While that is obviously reporting too many significant digits, let's use this value to compute and plot the best fit line.

In [18]:
# Compute the best fit
t = np.linspace(0, 100, 500)
A_t = cell_area[0] * np.exp(best_r * t)

# Plot the elements
plt.plot(time_range, cell_area, '.', label='data')
plt.plot(t, A_t, '-', label='best-fit')

# Add appropriate labels and legend
plt.xlabel('time [min]')
plt.ylabel('cell area [pixels]')
_ = plt.legend()

That seems like a pretty good fit. Now that we know the growth rate, we can compute the doubling time, which is a bit easier to think about. The doubling time is defined as the time at which $A(t) / A_0 = 2$,

$$ {A(t) \over A_0} = 2 = e^{rt} \tag{4}. $$

Solving for $t$ yields

$$ t = {\ln 2 \over r}. \tag{5} $$

With our best-fit growth rate, the doubling time comes out to be approximately 23 minutes, which is exactly what we would expect from E. coli growing on rich medium.

Export the processed data into a text file

Since we will make use of the growth time series again for our next exercise let's save us the effort of having to process it again. We will export the numerical values into a text file.

In [21]:
# Put time range and cell area into a 2D numpy array
data = np.vstack([time_range, cell_area])

# Export file
np.savetxt('data/e_coli_growth_processed.txt', data)

In Conclusion...

We covered a lot in this tutorial. We learned 1) how to do some basic image processing to identify objects in an image and 2) how to then fit a parameter to experimental data. While we have (hopefully) learned a lot from these two feats, it's important to realize that we have just scratched the surface. Object recognition and segmentation is a field that is still very much developing and there are ways to improve what we did here.

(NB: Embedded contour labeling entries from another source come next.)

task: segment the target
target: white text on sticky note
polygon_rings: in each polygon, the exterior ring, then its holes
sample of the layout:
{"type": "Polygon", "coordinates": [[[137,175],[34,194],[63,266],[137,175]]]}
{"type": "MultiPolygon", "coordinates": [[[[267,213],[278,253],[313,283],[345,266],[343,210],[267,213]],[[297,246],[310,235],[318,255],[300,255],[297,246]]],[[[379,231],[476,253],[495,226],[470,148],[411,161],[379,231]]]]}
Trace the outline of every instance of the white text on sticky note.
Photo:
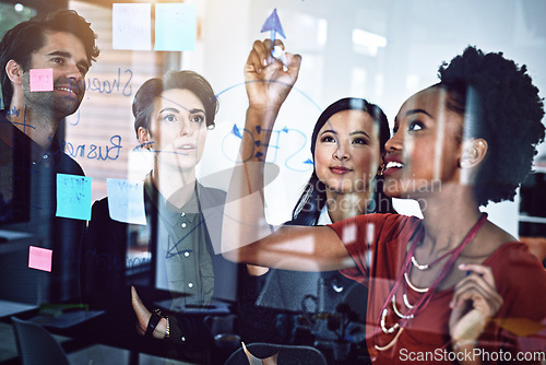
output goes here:
{"type": "Polygon", "coordinates": [[[106,179],[110,219],[123,223],[146,224],[144,184],[124,179],[106,179]]]}
{"type": "Polygon", "coordinates": [[[115,3],[111,13],[111,48],[152,49],[152,5],[115,3]]]}
{"type": "Polygon", "coordinates": [[[155,50],[195,50],[195,4],[155,5],[155,50]]]}
{"type": "Polygon", "coordinates": [[[91,220],[91,177],[57,174],[57,216],[91,220]]]}
{"type": "Polygon", "coordinates": [[[31,69],[31,92],[54,91],[54,69],[31,69]]]}
{"type": "Polygon", "coordinates": [[[31,246],[28,248],[28,268],[51,272],[52,257],[52,250],[31,246]]]}

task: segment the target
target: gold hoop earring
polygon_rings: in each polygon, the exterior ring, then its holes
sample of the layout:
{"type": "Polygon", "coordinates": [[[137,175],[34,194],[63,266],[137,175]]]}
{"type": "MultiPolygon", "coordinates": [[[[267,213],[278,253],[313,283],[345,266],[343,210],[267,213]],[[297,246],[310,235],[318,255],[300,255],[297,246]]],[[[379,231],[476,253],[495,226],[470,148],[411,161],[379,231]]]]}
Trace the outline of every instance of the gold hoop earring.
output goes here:
{"type": "Polygon", "coordinates": [[[377,170],[377,174],[379,176],[383,176],[383,172],[384,172],[384,164],[382,163],[381,165],[379,165],[379,168],[377,170]]]}

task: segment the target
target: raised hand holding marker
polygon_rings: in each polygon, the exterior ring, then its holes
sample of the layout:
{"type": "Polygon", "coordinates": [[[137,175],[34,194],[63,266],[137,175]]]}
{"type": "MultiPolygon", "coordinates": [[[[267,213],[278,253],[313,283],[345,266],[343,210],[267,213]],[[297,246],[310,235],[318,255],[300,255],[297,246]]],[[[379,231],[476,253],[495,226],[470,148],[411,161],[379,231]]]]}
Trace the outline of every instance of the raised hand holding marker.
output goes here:
{"type": "MultiPolygon", "coordinates": [[[[278,19],[278,14],[276,13],[276,9],[273,9],[273,12],[271,13],[270,16],[268,16],[260,32],[261,33],[271,32],[272,44],[275,44],[275,38],[277,33],[282,35],[283,38],[286,39],[283,26],[281,25],[281,20],[278,19]]],[[[288,66],[288,62],[286,61],[286,54],[281,46],[274,46],[273,49],[271,50],[271,56],[283,62],[284,66],[288,66]]]]}

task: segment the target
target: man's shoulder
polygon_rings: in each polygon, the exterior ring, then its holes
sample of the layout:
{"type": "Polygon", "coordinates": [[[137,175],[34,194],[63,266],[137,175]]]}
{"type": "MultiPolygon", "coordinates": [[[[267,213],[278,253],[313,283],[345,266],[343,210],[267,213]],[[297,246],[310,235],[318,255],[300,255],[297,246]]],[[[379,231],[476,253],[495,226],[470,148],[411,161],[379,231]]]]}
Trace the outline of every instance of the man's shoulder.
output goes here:
{"type": "Polygon", "coordinates": [[[82,166],[80,166],[74,158],[62,151],[60,151],[60,164],[57,172],[61,174],[85,176],[82,166]]]}
{"type": "Polygon", "coordinates": [[[226,201],[226,192],[221,189],[198,185],[199,199],[205,205],[222,205],[226,201]]]}

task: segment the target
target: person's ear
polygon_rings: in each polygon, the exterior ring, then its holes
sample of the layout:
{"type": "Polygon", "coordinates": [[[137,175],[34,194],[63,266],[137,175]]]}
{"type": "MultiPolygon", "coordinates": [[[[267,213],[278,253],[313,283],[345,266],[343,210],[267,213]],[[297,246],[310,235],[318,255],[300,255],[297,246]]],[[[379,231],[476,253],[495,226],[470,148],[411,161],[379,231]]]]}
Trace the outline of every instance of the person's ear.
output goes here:
{"type": "Polygon", "coordinates": [[[23,83],[23,68],[14,60],[9,60],[5,64],[5,73],[11,82],[21,85],[23,83]]]}
{"type": "Polygon", "coordinates": [[[150,131],[144,127],[139,127],[138,136],[140,145],[146,150],[150,150],[153,143],[152,134],[150,133],[150,131]]]}
{"type": "Polygon", "coordinates": [[[487,141],[478,138],[471,139],[463,142],[463,153],[461,158],[459,158],[459,167],[461,168],[473,168],[476,167],[484,161],[487,154],[488,144],[487,141]]]}

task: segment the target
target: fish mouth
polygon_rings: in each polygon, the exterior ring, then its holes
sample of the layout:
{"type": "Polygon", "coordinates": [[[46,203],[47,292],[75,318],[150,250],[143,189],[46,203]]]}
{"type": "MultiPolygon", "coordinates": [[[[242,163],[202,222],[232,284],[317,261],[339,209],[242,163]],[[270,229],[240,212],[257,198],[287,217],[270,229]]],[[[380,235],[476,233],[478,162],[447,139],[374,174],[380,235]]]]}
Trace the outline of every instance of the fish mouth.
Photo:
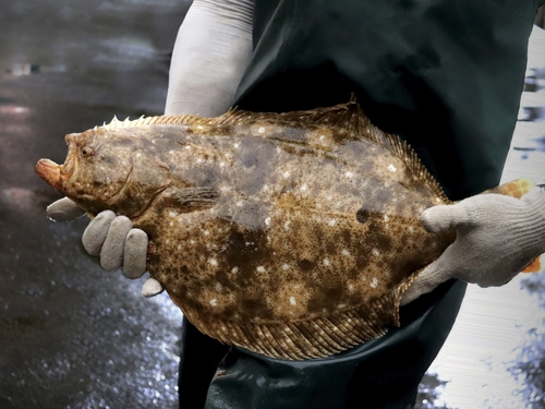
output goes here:
{"type": "Polygon", "coordinates": [[[36,173],[44,179],[47,184],[55,189],[59,189],[61,185],[61,167],[49,159],[39,159],[34,168],[36,173]]]}

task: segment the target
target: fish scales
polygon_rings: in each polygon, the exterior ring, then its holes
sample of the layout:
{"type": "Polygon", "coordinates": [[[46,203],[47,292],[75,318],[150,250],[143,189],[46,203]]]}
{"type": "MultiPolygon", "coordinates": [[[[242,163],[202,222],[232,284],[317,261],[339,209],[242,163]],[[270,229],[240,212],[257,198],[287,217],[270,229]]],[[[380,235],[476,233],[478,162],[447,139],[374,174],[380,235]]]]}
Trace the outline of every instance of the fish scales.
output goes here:
{"type": "Polygon", "coordinates": [[[113,120],[66,143],[64,165],[38,173],[143,229],[150,275],[199,330],[270,357],[325,357],[399,325],[403,291],[453,241],[420,222],[449,203],[438,183],[355,101],[113,120]]]}

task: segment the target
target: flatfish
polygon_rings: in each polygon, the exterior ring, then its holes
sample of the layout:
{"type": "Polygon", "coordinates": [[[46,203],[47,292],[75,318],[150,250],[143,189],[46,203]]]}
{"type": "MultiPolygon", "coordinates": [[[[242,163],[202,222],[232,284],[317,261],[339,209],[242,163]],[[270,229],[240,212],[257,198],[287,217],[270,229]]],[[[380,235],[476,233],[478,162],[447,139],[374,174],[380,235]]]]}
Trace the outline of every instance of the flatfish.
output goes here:
{"type": "MultiPolygon", "coordinates": [[[[414,151],[356,101],[112,120],[65,137],[36,171],[90,217],[149,238],[147,268],[203,333],[269,357],[326,357],[399,325],[403,291],[455,240],[414,151]]],[[[496,192],[520,196],[529,181],[496,192]]]]}

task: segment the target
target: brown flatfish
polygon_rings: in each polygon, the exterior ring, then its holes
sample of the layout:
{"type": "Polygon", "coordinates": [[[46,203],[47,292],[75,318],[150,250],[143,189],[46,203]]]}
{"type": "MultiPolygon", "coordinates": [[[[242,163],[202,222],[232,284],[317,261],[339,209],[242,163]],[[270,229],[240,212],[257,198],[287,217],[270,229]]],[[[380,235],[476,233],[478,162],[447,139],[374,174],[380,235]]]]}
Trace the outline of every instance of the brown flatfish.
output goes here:
{"type": "Polygon", "coordinates": [[[114,119],[65,140],[65,163],[36,171],[90,217],[143,229],[149,274],[199,330],[269,357],[326,357],[399,325],[403,291],[455,239],[423,229],[449,200],[355,101],[114,119]]]}

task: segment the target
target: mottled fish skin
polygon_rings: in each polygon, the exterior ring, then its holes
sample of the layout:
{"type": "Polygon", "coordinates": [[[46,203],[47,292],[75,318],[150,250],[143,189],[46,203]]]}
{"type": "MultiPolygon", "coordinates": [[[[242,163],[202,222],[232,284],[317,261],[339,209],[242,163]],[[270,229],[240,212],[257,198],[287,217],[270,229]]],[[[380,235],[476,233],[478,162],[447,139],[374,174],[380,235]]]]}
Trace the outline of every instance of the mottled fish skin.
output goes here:
{"type": "Polygon", "coordinates": [[[230,345],[325,357],[399,325],[403,291],[452,234],[412,149],[354,101],[291,113],[112,121],[66,136],[48,181],[149,237],[147,267],[187,318],[230,345]]]}

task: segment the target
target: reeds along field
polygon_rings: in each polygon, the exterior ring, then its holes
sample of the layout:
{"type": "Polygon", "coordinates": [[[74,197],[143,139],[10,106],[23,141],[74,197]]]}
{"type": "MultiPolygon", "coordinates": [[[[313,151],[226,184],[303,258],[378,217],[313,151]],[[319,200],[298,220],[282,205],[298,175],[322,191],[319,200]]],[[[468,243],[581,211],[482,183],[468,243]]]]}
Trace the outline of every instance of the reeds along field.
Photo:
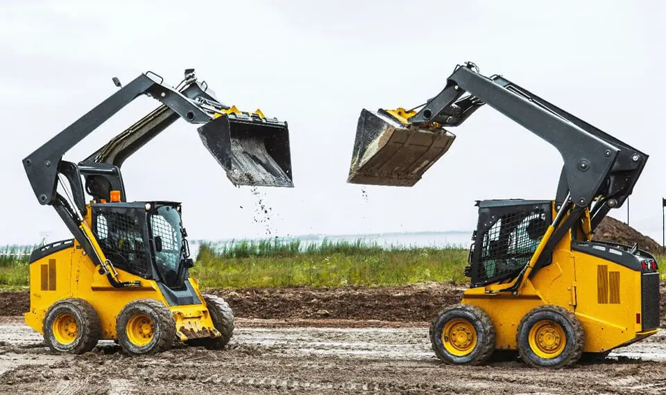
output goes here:
{"type": "Polygon", "coordinates": [[[324,240],[202,245],[192,273],[203,288],[390,286],[464,281],[468,252],[460,248],[382,248],[324,240]]]}
{"type": "Polygon", "coordinates": [[[28,286],[28,258],[36,245],[0,247],[0,288],[22,289],[28,286]]]}
{"type": "MultiPolygon", "coordinates": [[[[0,247],[0,289],[27,288],[28,258],[35,247],[0,247]]],[[[468,254],[455,245],[385,248],[361,240],[307,245],[299,240],[239,240],[200,244],[190,272],[203,288],[453,283],[467,281],[468,254]]],[[[657,259],[666,279],[666,256],[657,259]]]]}

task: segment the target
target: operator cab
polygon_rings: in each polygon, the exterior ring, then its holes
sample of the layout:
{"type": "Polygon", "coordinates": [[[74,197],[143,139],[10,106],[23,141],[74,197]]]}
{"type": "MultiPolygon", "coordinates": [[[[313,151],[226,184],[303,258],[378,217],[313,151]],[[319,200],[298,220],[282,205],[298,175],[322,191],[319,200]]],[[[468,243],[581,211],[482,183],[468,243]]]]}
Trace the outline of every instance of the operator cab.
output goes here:
{"type": "Polygon", "coordinates": [[[180,207],[174,202],[94,203],[92,231],[116,267],[182,290],[193,261],[180,207]]]}

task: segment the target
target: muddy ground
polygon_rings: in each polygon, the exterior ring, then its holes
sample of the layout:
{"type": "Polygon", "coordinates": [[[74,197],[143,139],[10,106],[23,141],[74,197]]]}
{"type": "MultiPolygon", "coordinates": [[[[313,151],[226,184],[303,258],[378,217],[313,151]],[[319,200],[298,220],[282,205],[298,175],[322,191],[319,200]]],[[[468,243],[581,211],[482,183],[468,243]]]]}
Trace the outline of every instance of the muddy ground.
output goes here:
{"type": "MultiPolygon", "coordinates": [[[[214,291],[239,317],[228,347],[176,344],[152,357],[126,356],[112,342],[100,342],[81,356],[52,353],[16,316],[27,308],[27,294],[5,292],[0,295],[0,392],[666,393],[666,334],[661,333],[618,349],[603,362],[563,370],[528,368],[515,354],[497,356],[483,367],[442,365],[430,349],[428,325],[443,306],[459,300],[463,288],[214,291]]],[[[663,301],[665,294],[663,285],[663,301]]]]}
{"type": "MultiPolygon", "coordinates": [[[[264,319],[336,319],[367,326],[372,321],[429,322],[458,303],[465,284],[427,283],[399,287],[210,290],[223,297],[237,317],[264,319]]],[[[666,282],[661,284],[662,325],[666,326],[666,282]]],[[[0,316],[21,315],[30,306],[27,291],[0,292],[0,316]]]]}
{"type": "Polygon", "coordinates": [[[111,342],[81,356],[50,353],[19,317],[0,320],[0,392],[29,394],[663,394],[666,337],[595,364],[542,370],[515,356],[449,367],[427,328],[271,328],[241,319],[222,351],[176,345],[129,357],[111,342]],[[642,358],[641,360],[640,358],[642,358]]]}

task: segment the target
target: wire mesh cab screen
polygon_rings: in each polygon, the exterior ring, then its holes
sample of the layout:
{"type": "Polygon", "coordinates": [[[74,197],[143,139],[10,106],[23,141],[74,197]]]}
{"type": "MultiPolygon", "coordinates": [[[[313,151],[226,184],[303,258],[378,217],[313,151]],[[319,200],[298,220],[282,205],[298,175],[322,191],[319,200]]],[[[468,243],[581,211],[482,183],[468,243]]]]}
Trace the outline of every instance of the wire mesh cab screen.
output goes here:
{"type": "Polygon", "coordinates": [[[93,206],[92,231],[114,266],[144,278],[152,277],[146,243],[145,214],[110,204],[93,206]]]}
{"type": "Polygon", "coordinates": [[[484,200],[470,256],[472,286],[514,278],[527,264],[552,220],[549,200],[484,200]]]}

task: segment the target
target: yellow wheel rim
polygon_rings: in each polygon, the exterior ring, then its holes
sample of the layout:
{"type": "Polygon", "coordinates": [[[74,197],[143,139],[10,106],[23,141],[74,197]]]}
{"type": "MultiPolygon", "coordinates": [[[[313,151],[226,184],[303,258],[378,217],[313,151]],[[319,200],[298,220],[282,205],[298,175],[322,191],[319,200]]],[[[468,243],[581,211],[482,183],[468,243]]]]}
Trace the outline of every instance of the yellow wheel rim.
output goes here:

While plotting the $\chi^2$ statistic is useful pedagogically, this becomes far more complicated if you are fitting more than one parameter. Furthermore, your model of interest may have many local minima that you may misidentify as the best-fit parameter value. When you inevitably do regression in your "real-life" research, you should be aware of these issues and use an appropriate algorithm.